Por Gessamí Forner. Publicado en El Salto

Pagar o alegar. Esta probablemente será la disyuntiva en la que se encontrarán más de un millón de personas cuando reciban, si es que reciben, las notificaciones de apertura de expediente sancionador por infringir las normas dispuestas durante el estado de alarma. Quizá fueron las prisas, quizá la farragosa burocracia, pero el Ministerio de Interior no llevó al Congreso de los Diputados una propuesta de reforma exprés para adecuar la actual Ley Mordaza al estado de alarma o una propuesta de ley orgánica que desarrolle el cuerpo sancionador adecuado a esta situación de excepcionalidad regulada mínimamente en 1981.

El resultado es que, como no hay algo concreto a lo que asirse judicialmente, el debate planea en los despachos de abogados, en los tribunales contencioso-administrativos e incluso en el cuerpo de la Abogacía del Estado.
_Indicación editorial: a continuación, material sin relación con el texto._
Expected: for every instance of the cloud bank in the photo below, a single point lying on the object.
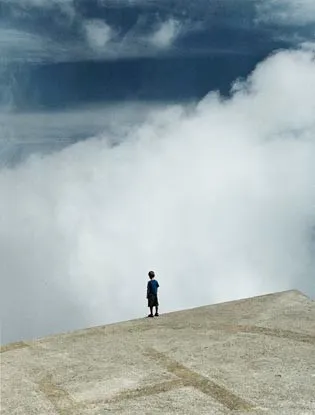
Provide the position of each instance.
(218, 199)
(287, 12)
La clave es la palabra desobediencia, a quién se desobedece y si la Ley Mordaza es el marco legal que debe regular todas las supuestas infracciones.

La desobediencia requiere de una orden individual y expresa realizada por la autoridad o sus agentes y una negativa también expresa por parte del individuo ante esa orden, tal y como expone la propia Ley Mordaza y la jurisprudencia. Pero muchas de las denuncias realizadas durante los últimos 65 días no recogen una desobediencia a un agente, sino al estado de alarma. Ante esta discrepancia, la Abogada General del Estado, Consuelo Castro, razonó en un escrito de once páginas el pasado 4 de abril que la Ley de Emergencias de Protección Civil y la Ley General de Salud Pública eran quizá más apropiadas que la Ley de Seguridad Ciudadana (conocida como Ley Mordaza) para incoar los procesos administrativos sancionadores.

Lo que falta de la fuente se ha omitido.